We have had our fun. For over a century the West has drained the world of its coal and oil, torn down its forests and clogged its atmosphere for the sake of wealth. No one but the odd recalcitrant Texan even tries to deny this anymore. We might protest that we cannot be held responsible for the ignorance of our predecessors; still, try as we might to repent by reusing plastic bags and powering the occasional speed camera with a solar panel, we cannot change the fact that the cumulative prosperity we have inherited was built on generations of environmental neglect.
We might be tempted to point out that the West’s carbon emissions have levelled off in the past decade, and even begun to decline in a few countries, at least per capita, but our apparent restraint is more likely a result of our tendency to outsource grubby businesses like manufacturing to developing countries that are generally more concerned with putting food on the table than keeping noxious gas out of the air. What’s more, we still manage to put out several times more carbon per head than global workshops like China and India.

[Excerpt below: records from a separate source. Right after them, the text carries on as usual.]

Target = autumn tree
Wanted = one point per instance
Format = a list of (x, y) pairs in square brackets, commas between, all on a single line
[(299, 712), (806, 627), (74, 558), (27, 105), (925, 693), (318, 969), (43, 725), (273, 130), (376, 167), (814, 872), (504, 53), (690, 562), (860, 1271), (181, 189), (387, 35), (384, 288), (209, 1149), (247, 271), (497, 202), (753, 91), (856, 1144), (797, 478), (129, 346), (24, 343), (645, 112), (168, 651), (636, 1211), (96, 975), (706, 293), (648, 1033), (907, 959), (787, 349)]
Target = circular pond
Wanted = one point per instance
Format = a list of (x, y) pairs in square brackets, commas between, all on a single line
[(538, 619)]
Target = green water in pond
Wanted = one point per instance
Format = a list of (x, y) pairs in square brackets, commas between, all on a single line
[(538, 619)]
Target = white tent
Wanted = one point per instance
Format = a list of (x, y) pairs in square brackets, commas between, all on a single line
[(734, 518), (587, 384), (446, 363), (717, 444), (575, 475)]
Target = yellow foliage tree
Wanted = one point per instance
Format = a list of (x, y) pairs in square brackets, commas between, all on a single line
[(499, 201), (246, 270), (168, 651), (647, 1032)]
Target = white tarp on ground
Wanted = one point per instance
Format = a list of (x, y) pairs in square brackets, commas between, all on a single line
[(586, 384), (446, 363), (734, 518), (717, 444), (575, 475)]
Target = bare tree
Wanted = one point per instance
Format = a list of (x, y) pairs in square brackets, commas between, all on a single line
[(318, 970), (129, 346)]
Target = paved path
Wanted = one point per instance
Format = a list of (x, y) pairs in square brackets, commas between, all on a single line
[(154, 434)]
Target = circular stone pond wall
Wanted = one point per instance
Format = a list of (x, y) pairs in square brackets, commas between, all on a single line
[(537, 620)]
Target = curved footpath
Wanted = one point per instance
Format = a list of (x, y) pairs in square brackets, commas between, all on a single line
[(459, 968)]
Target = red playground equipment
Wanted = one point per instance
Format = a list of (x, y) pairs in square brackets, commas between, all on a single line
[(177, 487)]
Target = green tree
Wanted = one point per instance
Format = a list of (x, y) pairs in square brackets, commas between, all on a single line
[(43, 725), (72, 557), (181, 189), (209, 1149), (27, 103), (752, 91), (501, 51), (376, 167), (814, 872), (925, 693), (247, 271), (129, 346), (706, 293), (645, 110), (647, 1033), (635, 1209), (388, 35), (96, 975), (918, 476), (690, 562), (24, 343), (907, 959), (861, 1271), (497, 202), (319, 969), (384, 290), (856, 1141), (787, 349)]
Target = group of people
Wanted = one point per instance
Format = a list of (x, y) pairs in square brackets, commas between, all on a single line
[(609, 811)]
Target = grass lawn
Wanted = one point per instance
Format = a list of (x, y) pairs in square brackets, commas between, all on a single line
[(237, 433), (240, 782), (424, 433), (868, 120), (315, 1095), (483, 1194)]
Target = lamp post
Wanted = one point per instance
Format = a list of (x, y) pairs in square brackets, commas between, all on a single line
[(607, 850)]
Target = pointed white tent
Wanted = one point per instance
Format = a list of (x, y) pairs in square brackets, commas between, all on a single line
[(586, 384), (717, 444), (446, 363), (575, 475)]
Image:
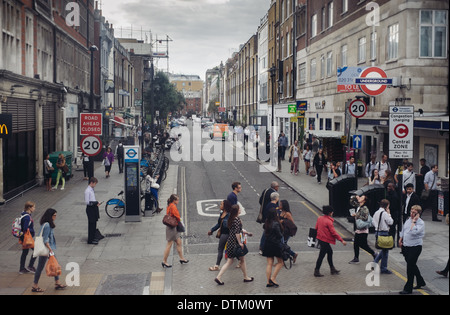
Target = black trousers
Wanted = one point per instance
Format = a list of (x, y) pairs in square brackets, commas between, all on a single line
[(411, 255), (92, 214), (325, 249)]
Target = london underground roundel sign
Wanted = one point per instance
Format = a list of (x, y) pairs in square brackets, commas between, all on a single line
[(373, 81)]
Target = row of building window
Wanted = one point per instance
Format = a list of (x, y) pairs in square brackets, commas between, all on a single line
[(433, 43)]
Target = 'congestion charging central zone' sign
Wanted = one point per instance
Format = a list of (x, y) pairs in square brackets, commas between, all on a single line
[(401, 132), (91, 124)]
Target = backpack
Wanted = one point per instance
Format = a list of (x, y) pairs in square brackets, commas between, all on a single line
[(17, 226)]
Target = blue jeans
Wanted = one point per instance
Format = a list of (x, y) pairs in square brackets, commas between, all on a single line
[(383, 255)]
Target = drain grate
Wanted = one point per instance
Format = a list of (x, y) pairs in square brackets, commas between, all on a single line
[(113, 235)]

Despite the fairly obvious moral imperatives, too often the developed world shirks its environmental duties, arguing that any serious attempt to cut emissions through a carbon tax or large-scale adoption of clean energy sources would bring about instant economic chaos. That this basic assumption is so rarely questioned can only be down to a dearth of political will, though the tendency of environmentalists to portray global warming as an inevitable apocalypse does not exactly help.

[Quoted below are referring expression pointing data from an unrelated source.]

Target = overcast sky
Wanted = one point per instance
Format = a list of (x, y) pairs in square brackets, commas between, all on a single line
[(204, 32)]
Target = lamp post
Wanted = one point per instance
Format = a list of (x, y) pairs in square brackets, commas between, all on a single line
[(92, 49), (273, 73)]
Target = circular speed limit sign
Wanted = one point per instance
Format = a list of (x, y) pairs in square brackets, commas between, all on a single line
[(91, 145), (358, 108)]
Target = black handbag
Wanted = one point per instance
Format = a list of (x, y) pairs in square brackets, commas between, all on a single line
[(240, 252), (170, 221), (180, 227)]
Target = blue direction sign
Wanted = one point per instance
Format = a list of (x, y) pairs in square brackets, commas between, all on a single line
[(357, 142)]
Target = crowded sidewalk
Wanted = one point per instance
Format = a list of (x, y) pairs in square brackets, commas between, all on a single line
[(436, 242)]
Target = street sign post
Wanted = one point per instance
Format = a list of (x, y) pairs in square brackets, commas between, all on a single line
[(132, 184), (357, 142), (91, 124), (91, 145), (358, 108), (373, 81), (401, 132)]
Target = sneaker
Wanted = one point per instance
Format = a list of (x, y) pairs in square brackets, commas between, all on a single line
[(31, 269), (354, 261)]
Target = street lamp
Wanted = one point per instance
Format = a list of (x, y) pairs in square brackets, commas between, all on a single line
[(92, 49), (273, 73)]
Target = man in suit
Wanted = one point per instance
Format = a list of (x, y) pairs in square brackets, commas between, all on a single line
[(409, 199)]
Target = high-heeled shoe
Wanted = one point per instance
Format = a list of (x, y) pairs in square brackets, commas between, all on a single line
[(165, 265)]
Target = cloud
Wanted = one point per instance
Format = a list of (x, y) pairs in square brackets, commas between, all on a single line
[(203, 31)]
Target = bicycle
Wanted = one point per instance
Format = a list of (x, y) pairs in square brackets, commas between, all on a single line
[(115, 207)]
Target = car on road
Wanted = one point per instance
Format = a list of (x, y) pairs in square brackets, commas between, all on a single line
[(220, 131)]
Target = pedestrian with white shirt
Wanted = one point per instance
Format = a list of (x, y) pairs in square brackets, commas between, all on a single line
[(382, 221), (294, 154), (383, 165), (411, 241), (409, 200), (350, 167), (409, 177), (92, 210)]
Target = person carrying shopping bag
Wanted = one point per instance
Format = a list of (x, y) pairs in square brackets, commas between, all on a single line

Such assumptions do not stand up to much scrutiny. A carbon tax could quite easily be offset by cuts in taxes elsewhere. Managed well, such a move would create an incentive to purchase low-carbon products and fuels without being too much of an impact on the economy’s overall tax burden and unduly aggravating voters. Green fuels may be uncompetitive at the moment, but the cost of solar power halves every few years and so may be cheaper than coal within a decade while the price of fossil fuels can only rise in the long term.
The developed world is in a unique position to take these sorts of steps. Our consumers still provide the bulk of global demand for carbon-producing goods and our universities and companies have most of the knowledge and capital needed to make green energy commercially viable. Only the developed world is in a position to both funnel investment into green technology and create an embryonic market for it through a carbon tax. The developed world should act now. Not just out of moral obligation, but because we can where others cannot.